Dua Pejuang

15 10 1
                                    


Mereka tampak asyik dengan permainan di dalam ponsel pintar itu sejak aku memasuki ruang tunggu. Ayah mereka pun tampak asyik memandangi anak mereka. Sesekali masing-masing ayah menyuapi mulut kedua bocah kecil itu dengan roti dan air mineral kemasan bergantian.

"Masih lama, Pak?" tanya anak lelaki dengan jaket yang memiliki tudung kepala.

"Sebentar lagi, sabar ya." Bujuk sang ayah

Sementara yang satunya tak bersuara, masih asyik memandangi layar ponsel yang begitu ramai suaranya. Jarakku sekitar tiga meter di sisi kiri mereka, juga menanti panggilan dari petugas di depan kami yang sibuk lalu lalang.

"Habiskan dulu kuenya, ya Bang?" tanya si ayah kedua pada anak lelaki yang mengenakan sweter abu-abu dan topi berwarna senada.

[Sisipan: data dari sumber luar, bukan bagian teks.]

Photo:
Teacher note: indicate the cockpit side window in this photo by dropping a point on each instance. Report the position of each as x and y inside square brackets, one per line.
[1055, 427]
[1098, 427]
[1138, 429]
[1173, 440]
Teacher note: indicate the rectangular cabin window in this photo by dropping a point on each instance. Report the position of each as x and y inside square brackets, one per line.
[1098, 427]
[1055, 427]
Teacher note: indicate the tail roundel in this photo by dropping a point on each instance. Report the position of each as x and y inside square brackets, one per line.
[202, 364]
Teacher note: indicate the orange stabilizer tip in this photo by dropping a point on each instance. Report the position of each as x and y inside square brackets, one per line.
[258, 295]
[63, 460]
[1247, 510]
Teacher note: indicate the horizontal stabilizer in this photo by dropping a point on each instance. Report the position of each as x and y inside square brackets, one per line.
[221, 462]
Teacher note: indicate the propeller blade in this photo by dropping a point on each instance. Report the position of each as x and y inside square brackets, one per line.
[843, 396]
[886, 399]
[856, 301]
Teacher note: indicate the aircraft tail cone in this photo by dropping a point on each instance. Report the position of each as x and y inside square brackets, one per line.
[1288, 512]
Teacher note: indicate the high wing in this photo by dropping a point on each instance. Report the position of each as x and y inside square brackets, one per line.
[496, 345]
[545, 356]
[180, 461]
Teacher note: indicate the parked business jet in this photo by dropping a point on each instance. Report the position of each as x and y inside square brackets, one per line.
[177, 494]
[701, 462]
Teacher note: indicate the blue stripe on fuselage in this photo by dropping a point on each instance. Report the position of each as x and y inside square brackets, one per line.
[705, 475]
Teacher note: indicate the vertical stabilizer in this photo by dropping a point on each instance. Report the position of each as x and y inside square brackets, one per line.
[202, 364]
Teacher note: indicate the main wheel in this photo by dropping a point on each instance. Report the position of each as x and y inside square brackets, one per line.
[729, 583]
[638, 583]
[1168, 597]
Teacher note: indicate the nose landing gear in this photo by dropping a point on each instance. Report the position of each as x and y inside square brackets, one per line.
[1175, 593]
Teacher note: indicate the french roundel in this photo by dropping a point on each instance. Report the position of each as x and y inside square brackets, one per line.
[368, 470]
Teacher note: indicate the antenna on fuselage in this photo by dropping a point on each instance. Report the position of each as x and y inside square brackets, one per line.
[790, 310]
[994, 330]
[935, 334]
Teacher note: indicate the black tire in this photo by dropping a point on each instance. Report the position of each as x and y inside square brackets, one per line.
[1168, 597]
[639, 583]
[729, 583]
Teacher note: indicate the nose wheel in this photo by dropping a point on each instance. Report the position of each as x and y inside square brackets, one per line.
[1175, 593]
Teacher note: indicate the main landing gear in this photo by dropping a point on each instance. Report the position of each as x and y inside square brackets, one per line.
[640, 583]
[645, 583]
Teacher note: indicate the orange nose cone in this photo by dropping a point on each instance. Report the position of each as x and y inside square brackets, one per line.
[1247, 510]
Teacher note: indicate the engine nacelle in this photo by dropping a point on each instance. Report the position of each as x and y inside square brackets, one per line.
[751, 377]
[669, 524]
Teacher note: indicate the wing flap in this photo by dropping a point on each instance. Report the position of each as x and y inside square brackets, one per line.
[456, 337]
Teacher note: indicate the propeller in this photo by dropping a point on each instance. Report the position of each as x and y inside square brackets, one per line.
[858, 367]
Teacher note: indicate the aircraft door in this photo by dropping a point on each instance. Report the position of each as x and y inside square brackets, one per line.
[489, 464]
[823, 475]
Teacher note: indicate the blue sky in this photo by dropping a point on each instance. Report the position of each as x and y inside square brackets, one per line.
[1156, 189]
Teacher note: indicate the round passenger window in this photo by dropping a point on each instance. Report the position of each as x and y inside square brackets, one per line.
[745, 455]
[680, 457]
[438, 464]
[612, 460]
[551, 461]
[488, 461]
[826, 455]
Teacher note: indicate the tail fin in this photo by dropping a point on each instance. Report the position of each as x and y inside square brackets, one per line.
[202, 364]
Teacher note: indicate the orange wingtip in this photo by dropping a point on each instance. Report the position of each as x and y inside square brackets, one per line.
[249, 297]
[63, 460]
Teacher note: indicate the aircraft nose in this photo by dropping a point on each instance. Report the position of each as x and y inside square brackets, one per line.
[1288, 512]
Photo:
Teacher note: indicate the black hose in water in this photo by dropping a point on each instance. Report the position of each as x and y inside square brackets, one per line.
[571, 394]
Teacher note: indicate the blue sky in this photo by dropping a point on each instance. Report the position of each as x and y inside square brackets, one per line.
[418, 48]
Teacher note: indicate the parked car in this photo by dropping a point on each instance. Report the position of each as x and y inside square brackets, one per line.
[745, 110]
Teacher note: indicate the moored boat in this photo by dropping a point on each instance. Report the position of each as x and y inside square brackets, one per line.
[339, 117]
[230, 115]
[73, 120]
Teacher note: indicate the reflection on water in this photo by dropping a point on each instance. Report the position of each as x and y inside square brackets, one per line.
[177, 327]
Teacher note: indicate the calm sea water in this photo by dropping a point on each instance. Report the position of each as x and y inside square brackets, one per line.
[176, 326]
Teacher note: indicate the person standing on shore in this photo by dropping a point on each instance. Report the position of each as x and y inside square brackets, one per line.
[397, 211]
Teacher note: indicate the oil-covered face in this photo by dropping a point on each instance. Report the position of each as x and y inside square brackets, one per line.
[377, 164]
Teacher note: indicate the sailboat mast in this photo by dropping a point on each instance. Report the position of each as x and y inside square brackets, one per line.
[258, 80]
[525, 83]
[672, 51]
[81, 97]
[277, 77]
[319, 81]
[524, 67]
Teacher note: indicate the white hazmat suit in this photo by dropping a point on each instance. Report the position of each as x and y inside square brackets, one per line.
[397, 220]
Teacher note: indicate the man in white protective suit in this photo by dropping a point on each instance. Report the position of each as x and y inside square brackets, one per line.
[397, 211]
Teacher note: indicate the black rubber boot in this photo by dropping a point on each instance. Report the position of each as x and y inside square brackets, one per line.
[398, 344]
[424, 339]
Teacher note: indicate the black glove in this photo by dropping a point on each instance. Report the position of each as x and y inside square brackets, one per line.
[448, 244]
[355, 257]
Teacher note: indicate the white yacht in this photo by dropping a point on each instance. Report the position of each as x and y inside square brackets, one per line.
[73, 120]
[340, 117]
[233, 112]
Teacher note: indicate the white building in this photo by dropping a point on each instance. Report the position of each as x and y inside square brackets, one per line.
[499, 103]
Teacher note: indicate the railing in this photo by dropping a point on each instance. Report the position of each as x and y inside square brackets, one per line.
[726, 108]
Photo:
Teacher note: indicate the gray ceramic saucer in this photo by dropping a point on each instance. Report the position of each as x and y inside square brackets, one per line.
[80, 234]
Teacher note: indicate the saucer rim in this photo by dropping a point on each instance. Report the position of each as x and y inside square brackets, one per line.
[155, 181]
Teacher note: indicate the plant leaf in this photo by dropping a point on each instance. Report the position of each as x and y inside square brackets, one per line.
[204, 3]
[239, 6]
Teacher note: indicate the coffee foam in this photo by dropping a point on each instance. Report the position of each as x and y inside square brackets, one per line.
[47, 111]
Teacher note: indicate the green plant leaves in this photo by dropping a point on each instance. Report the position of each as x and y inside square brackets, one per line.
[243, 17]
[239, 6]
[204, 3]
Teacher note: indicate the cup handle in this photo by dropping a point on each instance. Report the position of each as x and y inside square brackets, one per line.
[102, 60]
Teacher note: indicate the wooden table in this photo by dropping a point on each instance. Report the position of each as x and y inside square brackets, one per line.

Bocah lelaki itu menggeleng cepat. Tunduk bergeming pada layar yang sejak tadi menghiburnya. Sementara aku meletakkan buku non fiksi yang baru mencapai halaman keenam, pinggang ini terasa mulai penat begitupun dengan mataku yang terbangun sejak dini hari tadi.

"Khairul Azzam!" Seru petugas di depan kami. Kutoleh salah satu dari dua anak laki-laki itu, ternyata yang memakai sweter abu-abulah yang menghampiri sang petugas.

"Gung Gede!" Seruan kedua terdengar lagi, dan sekarang giliran si anak lelaki yang pertama kulihat berdiri didampingi sang ayah.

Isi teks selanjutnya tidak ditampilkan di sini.